Serbia government faces criticism over gay pride ban

Serbia government faces criticism over gay pride ban

BELGRADE, Serbia — European Union officials have criticized the Serbian government’s decision to ban a gay pride march for the third consecutive year because of threats from right-wing groups.

EU’s Enlargement Commissioner Stefan Fule described the move Saturday as a “missed opportunity to show respect for fundamental rights” at a time when Serbia seeks to open entry talks with the bloc.

Marko Drobnjakovic, AP
Gay rights activists hold up a large rainbow flag and a banner reading “This is the Pride” during a protest in Belgrade, Serbia, Friday, Sept. 27, 2013. About a hundred gay pride activists marched past the downtown Serbian government headquarters late Friday to protest a ban on a gay pride march for a third consecutive year because of threats made by right-wing groups.

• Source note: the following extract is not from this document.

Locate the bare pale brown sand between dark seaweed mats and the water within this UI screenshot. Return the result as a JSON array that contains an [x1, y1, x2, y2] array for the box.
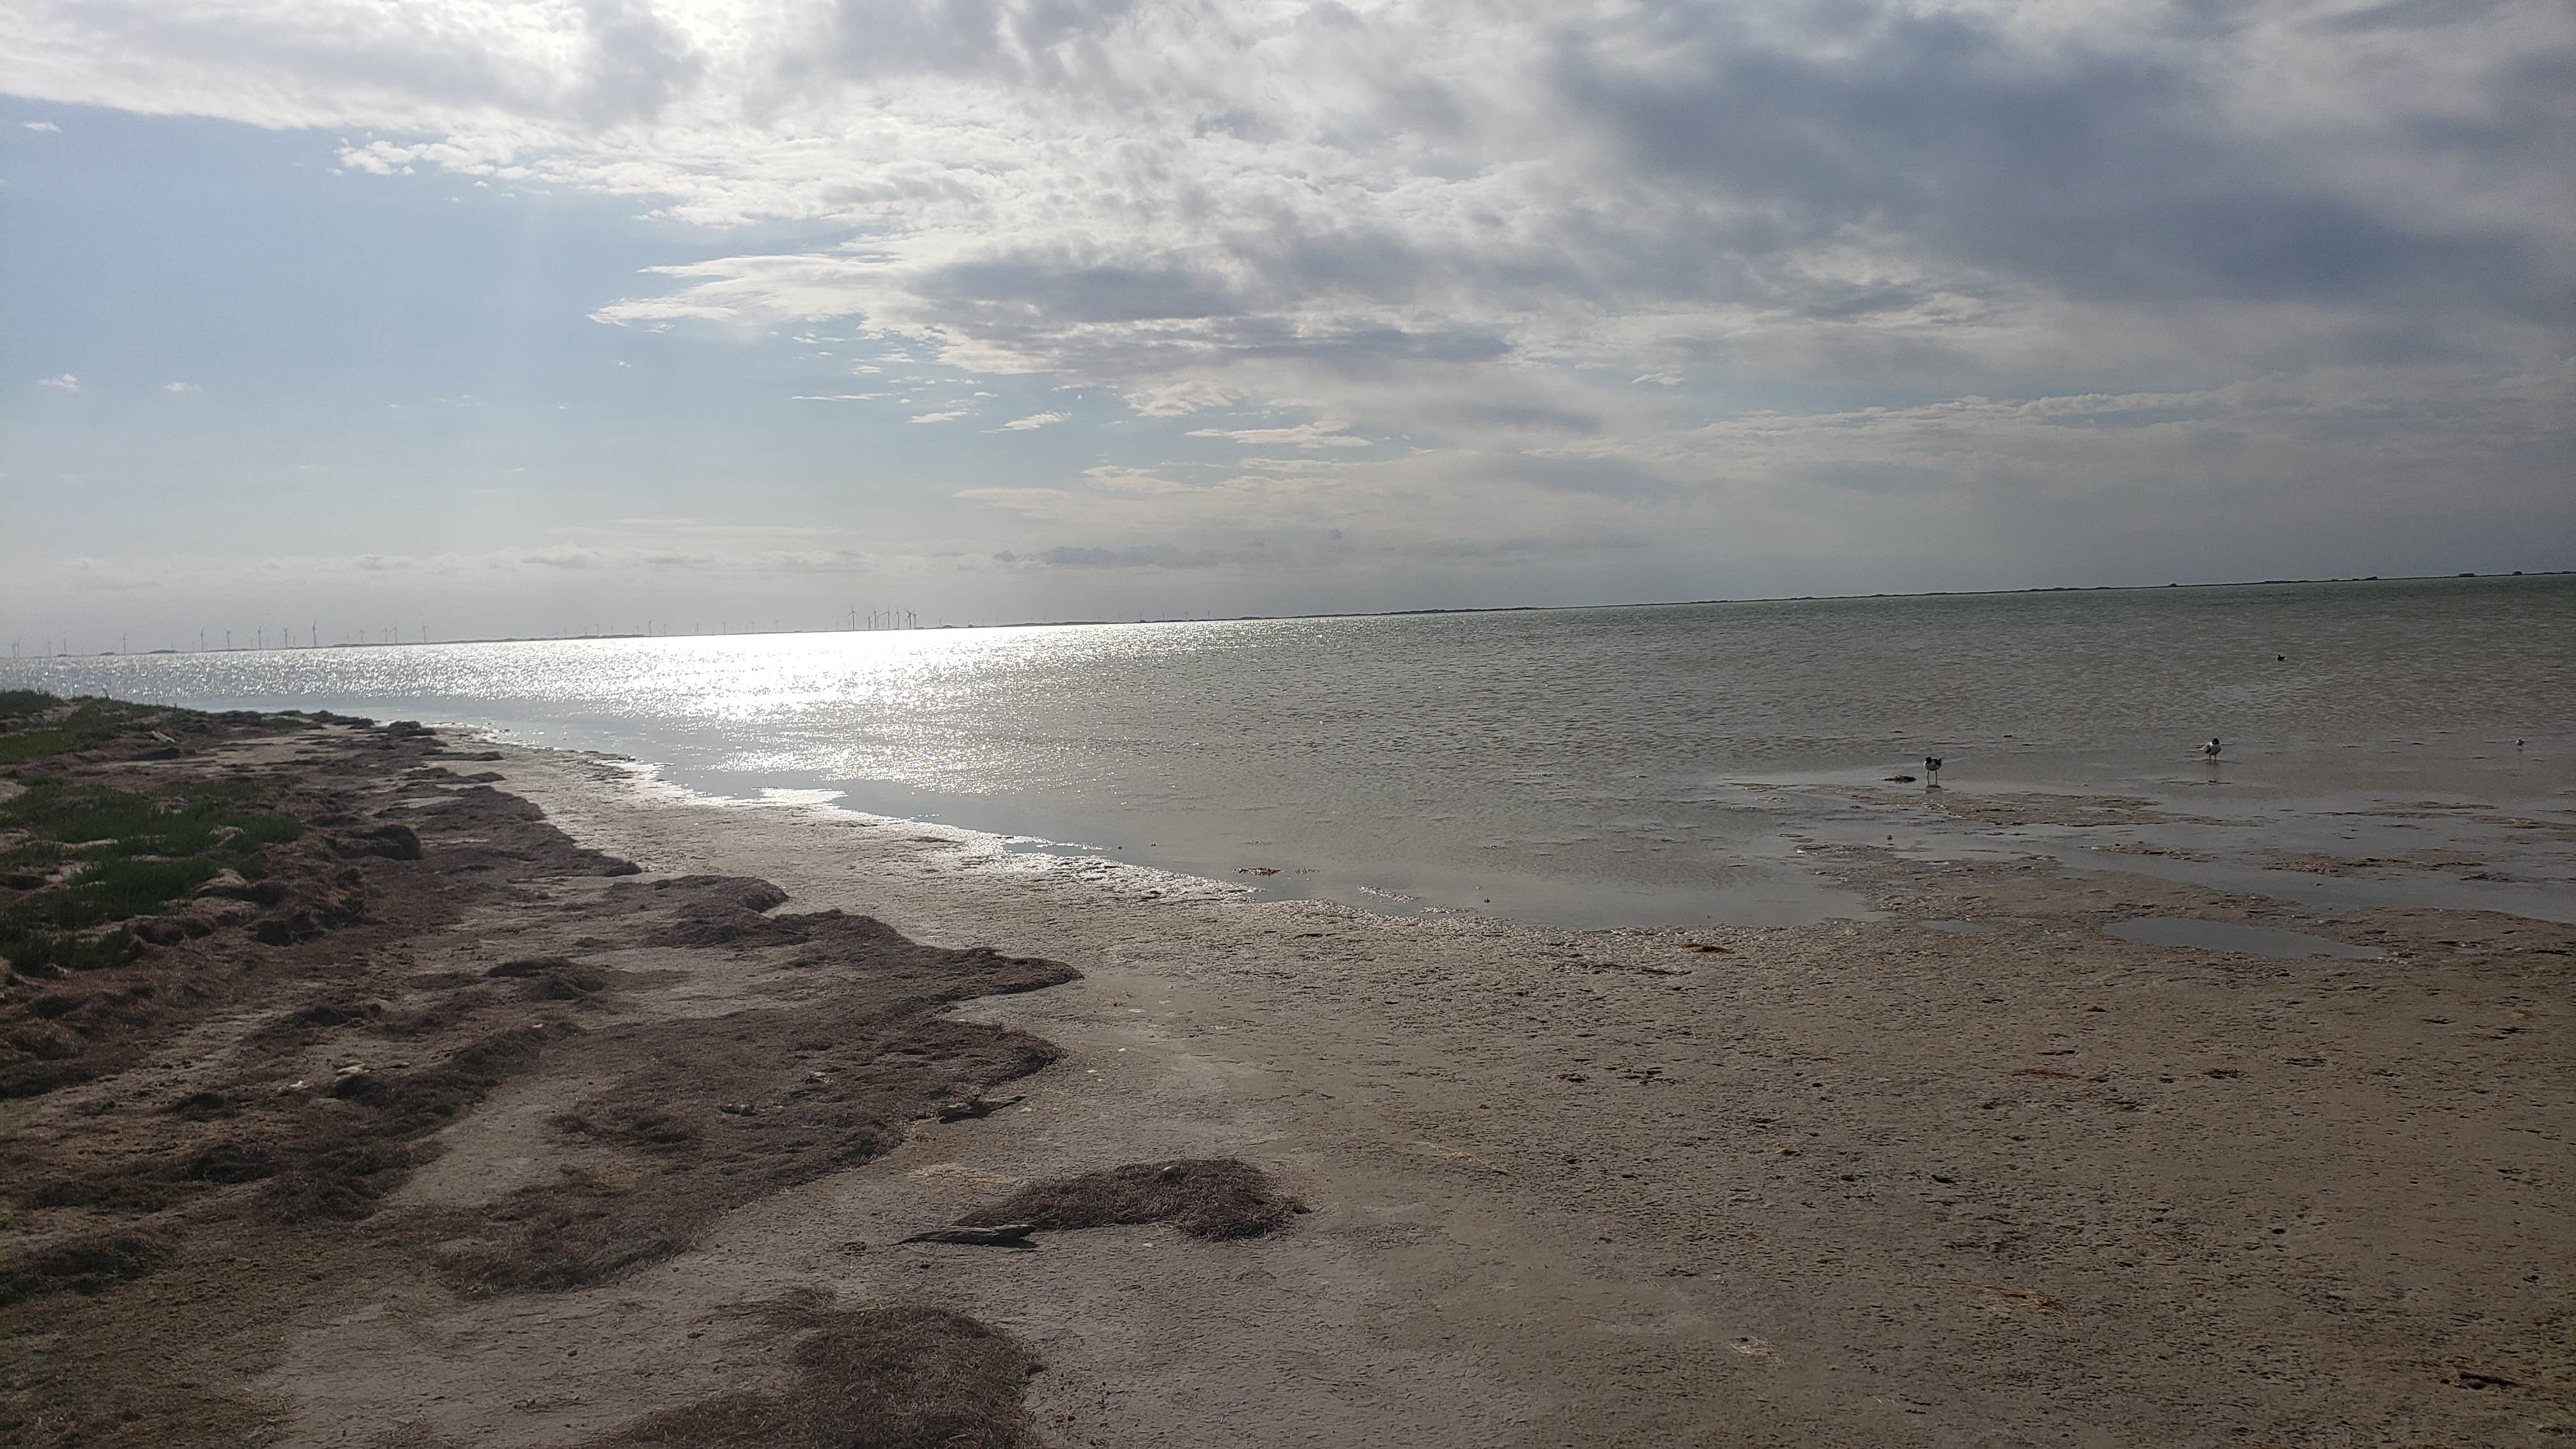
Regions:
[[0, 711, 2576, 1446]]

EU envoy for Serbia Jelko Kacin says it was the “wrong decision at a wrong time.”

Serbia’s authorities have expressed fear that the event Saturday could lead to a repeat of violence from 2010, when a pride celebration erupted in daylong clashes between police and extremists.

Serbia’s deputy prime minister Aleksandar Vucic says the ban was “in the interest of the citizens.” He insists that “hooligans have not defeated the state.”